Non-terrestrial networks (NTN) are becoming an attractive approach in beyond 5G/6G era to provide ubiquitous connectivity to everywhere, including uncovered or underserved areas. NTN enables efficient coverage of large areas from the sky by using satellites and aircraft as flying network nodes such as base stations and routers. In contrast, the node mobility of NTN introduces dynamic changes in the network topology, requiring continuous updates of the control plane, such as routing, to ensure stable communications in terms of packet delivery and latency. In addition, dynamic changes in the communication environment, such as weather, cause link quality and availability to fluctuate. As a result, existing path selection approaches may result in the selection of poor-quality paths even though they involve frequent control message flooding for topology discovery and path finding. This paper proposes a centralized path selection method in NTN using multiple path selection rules adaptively based on link information to increase packet delivery rate with fewer control messages.

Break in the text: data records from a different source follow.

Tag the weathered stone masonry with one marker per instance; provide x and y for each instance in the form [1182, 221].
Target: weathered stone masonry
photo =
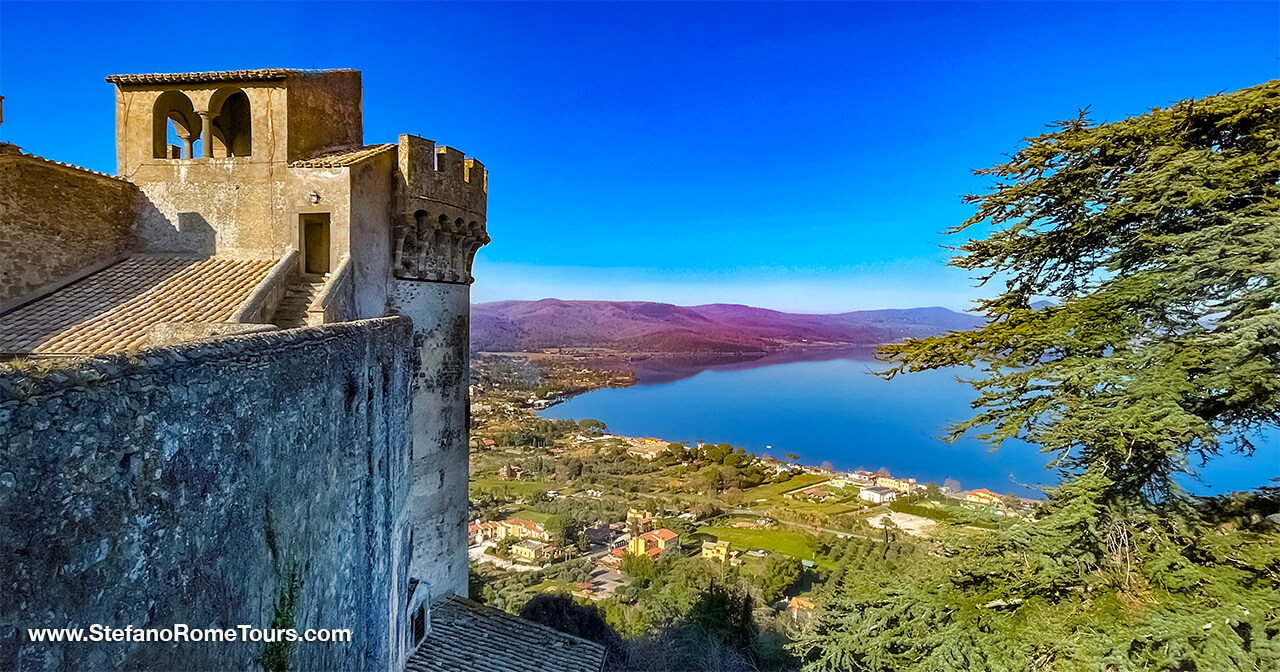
[310, 478]
[56, 219]
[255, 479]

The path selection rule at each time is predicted by a machine learning (ML) model based on the link information. The rule prediction model is trained by training scenarios of an NTN with different parameters. Simulation results show that the proposed method outperforms the existing methods in terms of packet delivery rate and maximum latency with less than 1 % of control messages. The results also show that each of the multiple path selection rules in the proposed method contributes to increasing the packet delivery rate.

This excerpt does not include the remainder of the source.